WHAT HOME HEALTH AGENCIES LIVE WITH
Six places generic CPAs miss.
Home health agencies look like staffing companies on payroll day and like Medicare providers on billing day. Six places that hybrid breaks generic accounting.
✓Medicare PDGM + OASIS billing
The Patient-Driven Groupings Model pays in 30-day periods with HHRG case-mix scoring. RAP and final claims have their own AR aging, denial patterns, and revenue-recognition timing. Generic AR aging hides what's actually collectible.
✓1099 vs W-2 (after AB 5)
Home health and home care agencies were AB 5's biggest tax-exposure category in California. The ABC test rarely supports 1099 nurses, HHAs, or CNAs. Most agencies pre-AB 5 still carry historical exposure on the books.
✓Mileage, drive time, and shift differentials
Field staff are paid for drive time, mileage, and weekend/night differentials — but these don't hit the same way in QuickBooks. Mis-categorization shows up as inflated payroll without the offsetting reimbursement structure.
✓Surety bonds + accreditation costs
Medicare-certified HHAs carry $50K surety bonds plus CHAP, ACHC, or Joint Commission accreditation costs.
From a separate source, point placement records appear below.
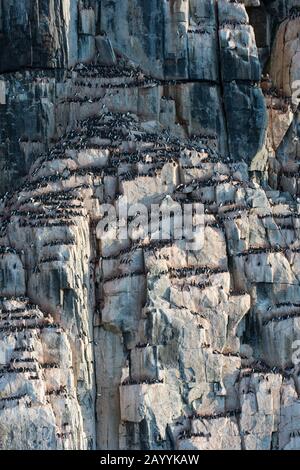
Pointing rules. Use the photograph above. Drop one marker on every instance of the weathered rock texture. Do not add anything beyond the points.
(108, 343)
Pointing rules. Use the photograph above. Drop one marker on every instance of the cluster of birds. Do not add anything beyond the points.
(228, 414)
(14, 398)
(233, 24)
(260, 367)
(36, 326)
(64, 435)
(60, 242)
(199, 285)
(57, 392)
(199, 31)
(143, 382)
(294, 13)
(123, 276)
(279, 216)
(24, 349)
(29, 316)
(50, 259)
(12, 298)
(4, 250)
(291, 174)
(16, 370)
(193, 271)
(260, 251)
(50, 365)
(190, 435)
(280, 318)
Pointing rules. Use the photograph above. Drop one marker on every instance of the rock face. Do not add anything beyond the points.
(112, 343)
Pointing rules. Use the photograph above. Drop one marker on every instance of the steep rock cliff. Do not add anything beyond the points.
(113, 344)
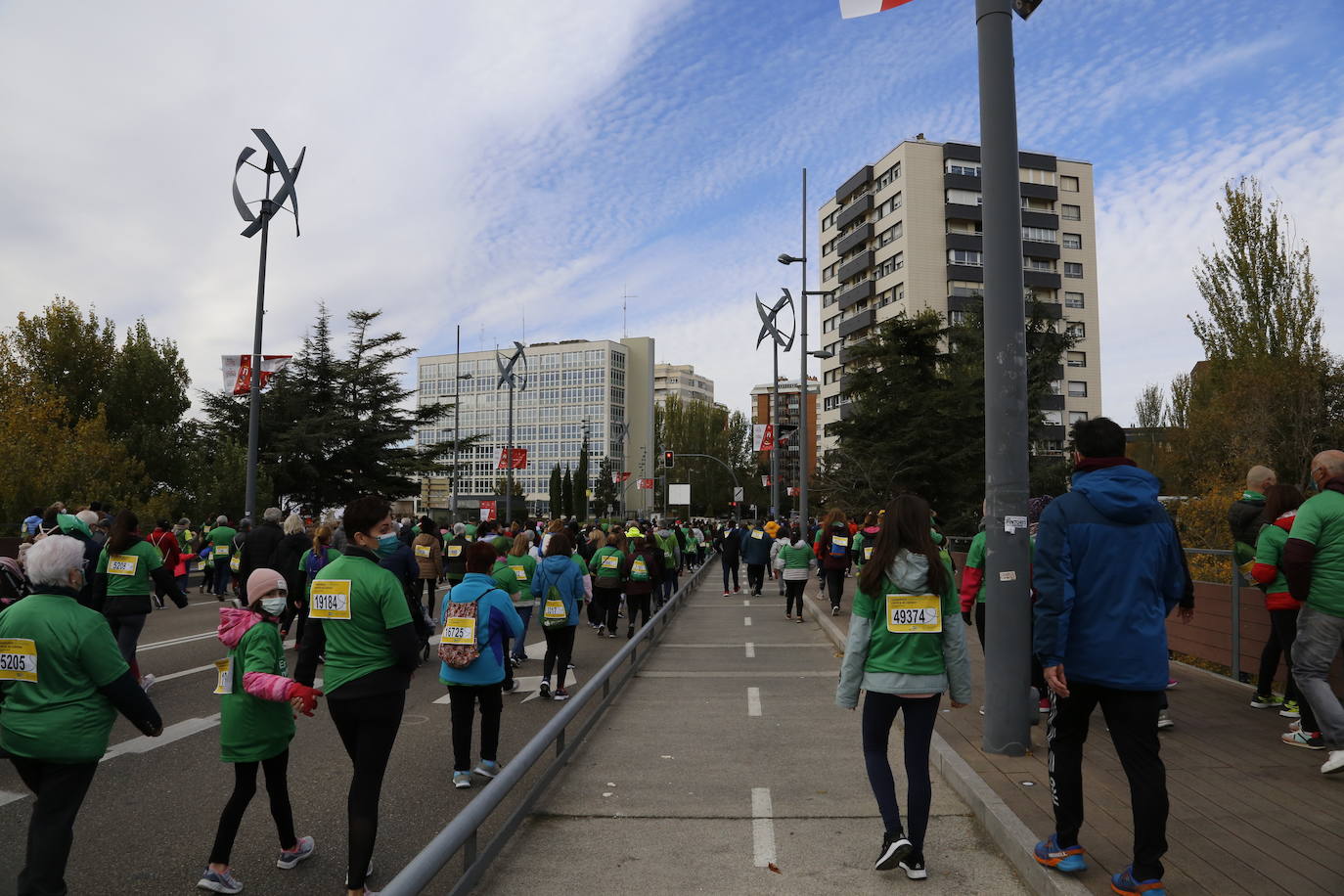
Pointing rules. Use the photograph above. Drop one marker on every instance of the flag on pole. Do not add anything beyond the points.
(855, 8)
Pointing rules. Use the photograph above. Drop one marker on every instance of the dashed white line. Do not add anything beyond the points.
(762, 827)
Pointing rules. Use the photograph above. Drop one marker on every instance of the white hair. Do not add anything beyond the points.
(49, 561)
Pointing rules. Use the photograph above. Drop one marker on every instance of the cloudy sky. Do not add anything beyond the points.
(516, 165)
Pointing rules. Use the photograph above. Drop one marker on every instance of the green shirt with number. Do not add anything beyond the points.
(54, 655)
(128, 571)
(358, 605)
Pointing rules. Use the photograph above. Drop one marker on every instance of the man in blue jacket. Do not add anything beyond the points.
(1107, 571)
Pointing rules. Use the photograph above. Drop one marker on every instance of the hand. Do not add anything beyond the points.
(1055, 680)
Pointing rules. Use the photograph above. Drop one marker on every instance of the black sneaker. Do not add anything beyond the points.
(894, 850)
(913, 866)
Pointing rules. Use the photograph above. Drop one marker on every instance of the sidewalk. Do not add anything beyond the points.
(1249, 816)
(723, 756)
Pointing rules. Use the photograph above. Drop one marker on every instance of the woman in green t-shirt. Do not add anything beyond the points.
(906, 645)
(257, 723)
(126, 571)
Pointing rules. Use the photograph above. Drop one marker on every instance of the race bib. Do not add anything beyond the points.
(122, 564)
(915, 612)
(330, 600)
(460, 630)
(225, 669)
(18, 659)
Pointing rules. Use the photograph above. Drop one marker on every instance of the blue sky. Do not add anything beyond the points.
(498, 161)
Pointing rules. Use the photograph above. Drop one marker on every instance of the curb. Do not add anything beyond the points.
(1009, 834)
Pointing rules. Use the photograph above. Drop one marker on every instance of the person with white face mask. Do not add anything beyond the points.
(257, 722)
These are amortized over the accreditation cycle, not expensed in year one — most generic CPAs expense the whole thing.
✓Cost-report-ready financials
Medicare cost reports require GL data structured around cost centers, allocations, and per-visit costs. Books built for cash-basis tax reporting don't produce a clean cost report — you'll pay a consultant to rebuild it.
✓Multi-payer mix (Medicare, Medi-Cal, MCO, private)
Each payer has its own auth process, billing cycle, contractual write-offs, and net collection rate. Lumping them into "AR" hides which contracts are profitable and which aren't.